I drove west out of Munich, toward the medieval town of Landsberg. With its town hall, Bavarian Gothic gate, and famous fortress, it was a historic place, and largely undamaged because, during the war, Allied bombers had given it a wide berth, to avoid killing thousands of foreign workers and Jews held in as many as thirty-one concentration camps in the surrounding area. After the war these same camps had been used by the Americans to take care of displaced persons. The largest of these was still in existence with over a thousand Jewish DPs. Although it was much smaller than Munich and Nuremberg, the Nazi Party had considered Landsberg one of the three most significant towns in Germany. Before the war it had been a place of pilgrimage for German youth. Not for the architecture or religious reasons, unless you counted Nazism as a kind of religion, but because people were intent on seeing the cell in Landsberg where Adolf Hitler, imprisoned there for almost a year after the abortive Beer Hall Putsch of 1923, had written Mein Kampf. By all accounts Hitler had been very comfortable in Landsberg Prison. Built in 1910, within the walls of the medieval fortress, the prison had been one of the most modern in Germany, and Hitler seems to have been treated more like an honored guest than some dangerous revolutionary.
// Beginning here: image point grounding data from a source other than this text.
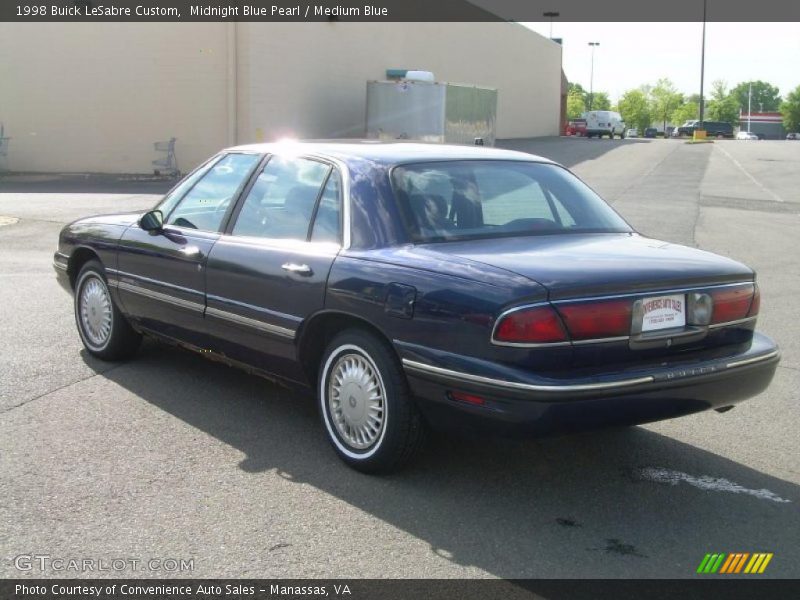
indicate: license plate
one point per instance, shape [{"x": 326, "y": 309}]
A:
[{"x": 663, "y": 312}]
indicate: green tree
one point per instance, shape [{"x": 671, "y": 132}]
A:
[
  {"x": 575, "y": 105},
  {"x": 664, "y": 99},
  {"x": 599, "y": 101},
  {"x": 790, "y": 109},
  {"x": 685, "y": 112},
  {"x": 576, "y": 87},
  {"x": 764, "y": 95},
  {"x": 635, "y": 109},
  {"x": 722, "y": 106}
]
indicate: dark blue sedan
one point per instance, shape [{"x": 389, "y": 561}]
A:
[{"x": 413, "y": 285}]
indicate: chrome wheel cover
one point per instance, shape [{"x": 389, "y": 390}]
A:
[
  {"x": 356, "y": 400},
  {"x": 94, "y": 311}
]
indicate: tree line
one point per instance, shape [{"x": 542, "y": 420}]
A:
[{"x": 662, "y": 103}]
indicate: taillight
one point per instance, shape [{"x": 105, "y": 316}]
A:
[
  {"x": 734, "y": 303},
  {"x": 602, "y": 319},
  {"x": 535, "y": 325}
]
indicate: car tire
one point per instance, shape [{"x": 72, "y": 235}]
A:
[
  {"x": 378, "y": 428},
  {"x": 103, "y": 329}
]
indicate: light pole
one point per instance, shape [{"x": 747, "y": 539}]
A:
[
  {"x": 591, "y": 76},
  {"x": 551, "y": 15},
  {"x": 703, "y": 66}
]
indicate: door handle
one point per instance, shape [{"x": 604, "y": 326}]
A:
[
  {"x": 190, "y": 251},
  {"x": 295, "y": 268}
]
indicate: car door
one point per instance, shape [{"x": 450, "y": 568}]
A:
[
  {"x": 268, "y": 272},
  {"x": 160, "y": 276}
]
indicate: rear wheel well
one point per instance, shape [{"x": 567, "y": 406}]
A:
[
  {"x": 317, "y": 334},
  {"x": 77, "y": 259}
]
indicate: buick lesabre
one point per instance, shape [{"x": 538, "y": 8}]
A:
[{"x": 409, "y": 285}]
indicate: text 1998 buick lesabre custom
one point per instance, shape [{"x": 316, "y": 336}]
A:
[{"x": 414, "y": 284}]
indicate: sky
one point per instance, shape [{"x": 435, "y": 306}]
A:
[{"x": 631, "y": 54}]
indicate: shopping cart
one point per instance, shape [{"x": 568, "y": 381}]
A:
[{"x": 169, "y": 164}]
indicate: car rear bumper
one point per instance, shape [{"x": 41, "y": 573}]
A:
[{"x": 522, "y": 403}]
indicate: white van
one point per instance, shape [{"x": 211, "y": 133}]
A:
[{"x": 604, "y": 122}]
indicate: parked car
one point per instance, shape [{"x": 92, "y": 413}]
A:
[
  {"x": 746, "y": 135},
  {"x": 713, "y": 129},
  {"x": 576, "y": 127},
  {"x": 411, "y": 285},
  {"x": 604, "y": 122}
]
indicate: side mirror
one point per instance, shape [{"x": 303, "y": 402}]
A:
[{"x": 152, "y": 221}]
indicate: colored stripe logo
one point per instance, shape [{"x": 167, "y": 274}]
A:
[{"x": 736, "y": 562}]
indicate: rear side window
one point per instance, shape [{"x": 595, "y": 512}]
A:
[
  {"x": 204, "y": 206},
  {"x": 479, "y": 199},
  {"x": 282, "y": 201}
]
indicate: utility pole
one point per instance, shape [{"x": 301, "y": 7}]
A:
[
  {"x": 703, "y": 66},
  {"x": 551, "y": 15},
  {"x": 591, "y": 75}
]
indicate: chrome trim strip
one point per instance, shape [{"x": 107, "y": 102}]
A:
[
  {"x": 755, "y": 359},
  {"x": 653, "y": 292},
  {"x": 255, "y": 308},
  {"x": 252, "y": 323},
  {"x": 621, "y": 338},
  {"x": 134, "y": 289},
  {"x": 155, "y": 282},
  {"x": 554, "y": 303},
  {"x": 731, "y": 323},
  {"x": 425, "y": 368}
]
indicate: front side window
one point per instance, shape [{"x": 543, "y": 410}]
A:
[
  {"x": 204, "y": 206},
  {"x": 479, "y": 199},
  {"x": 280, "y": 205}
]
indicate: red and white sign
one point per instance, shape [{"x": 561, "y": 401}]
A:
[{"x": 663, "y": 312}]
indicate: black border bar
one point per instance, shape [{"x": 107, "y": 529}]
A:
[{"x": 699, "y": 588}]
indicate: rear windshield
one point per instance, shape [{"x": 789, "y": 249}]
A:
[{"x": 458, "y": 200}]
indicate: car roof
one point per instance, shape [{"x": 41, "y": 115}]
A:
[{"x": 389, "y": 152}]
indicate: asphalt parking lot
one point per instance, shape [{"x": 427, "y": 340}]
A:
[{"x": 172, "y": 457}]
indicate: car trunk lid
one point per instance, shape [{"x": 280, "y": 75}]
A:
[{"x": 587, "y": 265}]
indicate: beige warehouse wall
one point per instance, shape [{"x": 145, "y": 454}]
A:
[
  {"x": 309, "y": 80},
  {"x": 94, "y": 97}
]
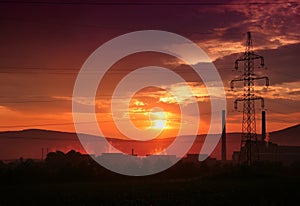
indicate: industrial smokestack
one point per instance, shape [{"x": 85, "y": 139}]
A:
[
  {"x": 263, "y": 126},
  {"x": 223, "y": 135}
]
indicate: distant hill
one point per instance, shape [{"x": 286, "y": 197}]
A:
[
  {"x": 29, "y": 143},
  {"x": 288, "y": 136}
]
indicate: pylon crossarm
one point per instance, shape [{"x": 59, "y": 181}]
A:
[
  {"x": 264, "y": 77},
  {"x": 239, "y": 79}
]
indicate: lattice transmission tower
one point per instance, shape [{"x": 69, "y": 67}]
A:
[{"x": 249, "y": 148}]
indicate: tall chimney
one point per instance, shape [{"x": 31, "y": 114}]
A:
[
  {"x": 263, "y": 125},
  {"x": 223, "y": 135}
]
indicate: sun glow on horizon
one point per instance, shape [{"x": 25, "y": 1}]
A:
[{"x": 159, "y": 120}]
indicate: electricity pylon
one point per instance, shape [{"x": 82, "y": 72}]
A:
[{"x": 249, "y": 148}]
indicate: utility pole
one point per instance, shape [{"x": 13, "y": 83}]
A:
[{"x": 249, "y": 148}]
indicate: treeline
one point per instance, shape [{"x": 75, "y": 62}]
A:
[{"x": 75, "y": 167}]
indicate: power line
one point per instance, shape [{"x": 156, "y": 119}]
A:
[{"x": 148, "y": 3}]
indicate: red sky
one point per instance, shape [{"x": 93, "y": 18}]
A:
[{"x": 44, "y": 45}]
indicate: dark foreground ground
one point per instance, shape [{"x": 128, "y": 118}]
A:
[
  {"x": 68, "y": 179},
  {"x": 218, "y": 191}
]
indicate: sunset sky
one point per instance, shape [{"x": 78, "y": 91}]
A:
[{"x": 44, "y": 45}]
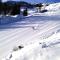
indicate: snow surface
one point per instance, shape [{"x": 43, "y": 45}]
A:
[{"x": 39, "y": 33}]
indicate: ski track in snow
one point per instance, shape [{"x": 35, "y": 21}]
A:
[{"x": 29, "y": 31}]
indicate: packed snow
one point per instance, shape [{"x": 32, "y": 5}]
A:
[{"x": 38, "y": 33}]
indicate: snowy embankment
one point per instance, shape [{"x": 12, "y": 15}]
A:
[
  {"x": 40, "y": 36},
  {"x": 29, "y": 32},
  {"x": 9, "y": 19},
  {"x": 47, "y": 50}
]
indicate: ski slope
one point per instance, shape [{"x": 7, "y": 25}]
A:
[{"x": 38, "y": 33}]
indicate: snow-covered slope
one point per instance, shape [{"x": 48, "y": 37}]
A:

The authorities had afforded him every opportunity to meet with friends and to write his book. Without his time in Landsberg, the world might never have heard of Hitler.

In 1946, the Americans had renamed Landsberg Prison War Criminal Prison Number One and, after Spandau in Berlin, it was the most important penal facility in Germany, with over one thousand war criminals from the Dachau trials, almost a hundred from the Nuremberg trials, and more than a dozen from the trials of Japanese POWs in Shanghai. Over two hundred war criminals had been hanged at WCP1 and many of their bodies were buried nearby in the cemetery of Spottingen Chapel.

It wasn't easy getting into Landsberg to see Fritz Gebauer. I'd had to telephone Erich Kaufmann and eat a couple of spoonfuls of humble pie in order to persuade him to contact Gebauer's lawyers and persuade them that I could be trusted.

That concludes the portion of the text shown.